On Tuesday, the Court handed out one-year jail sentences to 7 defendants arrested for participating in a protest on 11 August 2021. The seven were found to have disrupted public order, a violation of emergency decree provisions enacted for purposes of disease control. The ruling raises concerns the decrees are being broadly interpreted in order to stifle political dissent.
The confrontation between the protesters and crowd control police (Picture from Thalufah)
On 2 August, Ratchadapisek Criminal Court held a hearing for 8 people who were arrested by crowd control police on 11 August 2021 at a protest staged by Thalufah group at Bangkok’s Victory Monument.
According to the Thai Lawyer for Human Rights (TLHR), the eight were charged with violating provisions of the emergency decree and violently resisting arrest. The case against one defendant, who failed to appear and could not be contacted, was dismissed. The other seven were tried and sentenced.
The charges of violently resisting arrest were dismissed after testimony made it clear that the arresting police officers were uninjured and the defendant unarmed.
However, the seven were found to have disrupted public order, an offence under the emergency decree. Citing its stipulations, the court ruled that staging the protest in a highly-restricted area was a clear offence, leaving authorities unable to maintain public order.
In stressing public order, the Court precluded the need to consider whether the protest, which was held in a well-ventilated area, actually posed a threat to public health or not. By attending a public gathering of more than five people, the defendants were in violation of the law, warranting 1 year jail sentences and 20,000 baht fines.
The jail sentences were suspended for 3 years.
In testimony given before the hearing, the defendants stated that they were not there to protest. One, Worawan Sae-aung, or “Aunty Pao,” claimed that she was there as a vendor. Although known to be an outspoken critic of the government, she said that she was selling things when the police arrested her.
Other defendants testified that they were passing by the protest and stopped to observe the situation when the police fired rubber bullets at them and arrested them. One testified that he and his wife were knocked off their motorcycle by a police officer with an anti-riot shield. He also said that his foot was injured in the fall but the police did not provide him with medical assistance.
Another defendant testified that he went to Victory Monument that day because he had an appointment with a doctor at a nearby hospital. He said that when the crackdown began, he was buying goods but decided to leave on his motorcycle. Instead, the police ignored his explanation, arrested him, tied his hands with a cable tie, and placed him in a police detention truck.
The presiding judge issued the ruling after a one hour discussion with the Deputy Chief Justice of the Criminal Court.
This is the second instance in which a prison sentence has been issued for an emergency decree violation related to political expression.

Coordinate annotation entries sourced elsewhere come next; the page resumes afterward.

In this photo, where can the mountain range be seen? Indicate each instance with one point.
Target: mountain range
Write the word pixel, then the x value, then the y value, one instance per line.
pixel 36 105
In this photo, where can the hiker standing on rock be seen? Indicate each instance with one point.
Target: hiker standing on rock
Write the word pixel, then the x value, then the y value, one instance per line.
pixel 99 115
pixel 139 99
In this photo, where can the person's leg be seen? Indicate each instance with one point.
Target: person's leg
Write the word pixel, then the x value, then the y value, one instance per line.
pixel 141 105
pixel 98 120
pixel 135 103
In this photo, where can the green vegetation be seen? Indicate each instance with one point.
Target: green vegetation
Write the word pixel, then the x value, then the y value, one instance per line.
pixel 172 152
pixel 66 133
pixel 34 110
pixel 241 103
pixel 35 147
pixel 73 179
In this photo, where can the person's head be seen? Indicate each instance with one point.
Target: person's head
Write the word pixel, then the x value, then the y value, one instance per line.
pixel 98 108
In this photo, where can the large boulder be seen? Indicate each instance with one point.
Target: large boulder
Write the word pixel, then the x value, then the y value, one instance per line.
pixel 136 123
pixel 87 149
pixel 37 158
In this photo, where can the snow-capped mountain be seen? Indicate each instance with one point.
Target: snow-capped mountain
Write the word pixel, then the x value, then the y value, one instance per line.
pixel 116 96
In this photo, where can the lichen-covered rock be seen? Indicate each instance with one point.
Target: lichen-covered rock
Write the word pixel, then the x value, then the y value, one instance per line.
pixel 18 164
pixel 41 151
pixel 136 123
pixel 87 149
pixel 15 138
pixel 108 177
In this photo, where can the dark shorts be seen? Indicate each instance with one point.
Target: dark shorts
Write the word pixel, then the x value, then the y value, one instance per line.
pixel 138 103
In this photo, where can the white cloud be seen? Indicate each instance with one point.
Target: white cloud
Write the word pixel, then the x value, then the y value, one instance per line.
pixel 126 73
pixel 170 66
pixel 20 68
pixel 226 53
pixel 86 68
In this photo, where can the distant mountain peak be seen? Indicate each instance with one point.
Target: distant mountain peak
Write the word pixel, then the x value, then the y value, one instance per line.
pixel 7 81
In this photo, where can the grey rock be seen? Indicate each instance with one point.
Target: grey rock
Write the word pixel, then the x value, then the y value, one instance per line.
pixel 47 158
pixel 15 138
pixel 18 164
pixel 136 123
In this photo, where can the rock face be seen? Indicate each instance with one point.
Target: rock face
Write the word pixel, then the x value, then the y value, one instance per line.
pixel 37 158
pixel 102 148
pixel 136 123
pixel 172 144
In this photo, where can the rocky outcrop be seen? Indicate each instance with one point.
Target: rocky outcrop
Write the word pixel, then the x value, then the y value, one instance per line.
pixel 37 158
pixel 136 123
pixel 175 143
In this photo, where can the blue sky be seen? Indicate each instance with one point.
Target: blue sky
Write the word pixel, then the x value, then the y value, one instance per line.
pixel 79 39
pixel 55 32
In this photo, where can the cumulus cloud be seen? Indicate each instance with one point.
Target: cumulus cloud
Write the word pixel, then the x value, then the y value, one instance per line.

The first was on 12 July when the Pathumwan Court handed 2 month jail sentences and 10,000 baht fines to Parit Chiwarak and Jutatip Sirikhan for staging a public forum to mark the anniversary of Wanchalearm Satsaksit’s abduction on 5 June 2020.
The verdict reaffirms the legitimacy of the Emergency Decree and five additional public gathering bans issued by Gen Pornpipat Benyasri, then Chief of Defence Forces, which were made when Covid-19 was rapidly spreading, causing thousands of cases and over 50 deaths in Thailand.
TLHR notes that this ruling differs from earlier rulings in the Phayao and Lop Buri courts, which found that the Chief of Defence Forces or other designated officials could issue orders to oversee public gatherings in crowded spaces but could criminalise ‘staging a protest that may risk infection.’
Kunthika Nutcharus, the defendants’ attorney, made three observations about the ruling on Tuesday. First, it was a draft, not a finalised version, so she has yet to see or hear the exact wording of the official judgement.
In finding the defendants guilty, for example, the Court cited social order as a “higher moral principle,” a vague justification that may be clarified in the final judgement.
Second, Kunthika confirmed that the judge consulted at length with the Deputy Chief Justice of the Criminal Court, a step which her experience only happens in political cases.
She added that the representatives of international legal entities observing the trial also questioned the judge's independence, taking note of when the judge left the proceedings and for how long.
Lastly, she observed that attaching a three year suspension to a one year jail sentence was asymmetrical and could be understood as a disturbing effort by the Court to prohibit the defendants from engaging in various forms of political expression for a long period of time.
Note: Kunthika's statement has been replaced with an edited version at 14.13 of 4 August 2022.